Now, the 10 percent American rich and upper middle class can hardly feel the pinch of inflation, but the other 90 percent, including the 15 percent very poor people, have suffered from across-the-board price rises. 

Last week, quite unexpectedly, Biden picked Jerome Powell to serve another four-year term at the helm of the Federal Reserve. Powell has been known to be a dove at the US central bank as he persistently refuses to take aggressive policy tightening to keep prices down despite inflation rising to alarming levels. Many Republican and some Democrat lawmakers do not approve of Powell's reappointment. Since early 2021 when the prices began to creep up, Powell has, stubbornly, claimed that inflation is only "transitory" which he predicted to dissipate soon. 

American media outlets claim Biden and Powell are "philosophically aligned" when it comes to keeping interest rates incredibly low in order to support the US economy. But, the stakes in that pick are unusually high. 

In theory, the Federal Reserve is charged with keeping consumer prices stable at a 2 percent annualized rise, and at the same time striving for maximum employment in the US. Ostensibly, in the past 10 months the Fed has made a big mistake by tilting too much to the side of ensuring employment, while neglecting to maintain price stability. 

Now, Powell should move fast to immediately stop the Fed's purchases of Treasury bonds and other mortgage-backed securities, and start to raise the interest rates at Fed's next policy meeting in December, instead of next summer. If he continues to coddle buying the bonds, he risks inviting a hyper-inflation rate of more than 10 percent in early 2022, and subsequently a sluggish American economy - or even a recession - in 2023 or 2024, as the economy is almost certain to sputter under the weight of inflation. 

Biden has seen his approval ratings slump as gasoline, food and other prices have surged. Republicans have used the situation to launch a steady series of attacks blaming Democrats. Higher prices in the US in November are matching October's record levels, as companies continue to pass on cost increases to customers. Gasoline prices in November went up 50 percent from the same month 2020, putting them at levels last seen in 2014. In most supermarkets, grocery prices have climbed by 6-10 percent, with meat prices up15-20 percent. 

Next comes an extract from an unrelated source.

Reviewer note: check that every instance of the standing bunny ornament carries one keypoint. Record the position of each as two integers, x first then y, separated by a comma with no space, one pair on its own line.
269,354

Biden's Build Back Better agenda is projected to make America's already troubling inflation woes even worse. According to the nonpartisan Congressional Budget Office, Biden's fiscal stimulus plan will increase the US federal deficit by $300-400 billion in the coming two years, while the agenda will encourage consumers to buy more and putting upward pressure on inflation. 

Powell has revised his tone saying at the White House after Biden nominated him to a second term that the Fed will prevent higher inflation from becoming entrenched. "We know that high inflation takes a toll on families, especially those less able to meet the higher costs of essentials like food, housing and transportation," he said.

Problems with American supply chain run deeper. Even if the Biden administration succeeds in getting the nation's ports to operate around the clock, other choke points, such as overwhelmed railroads, the scant warehouse spaces and a shortage of truck drivers, will continue to slow the delivery of goods. So, inflation won't be easily resolved in the US.

The author is an editor with the Global Times.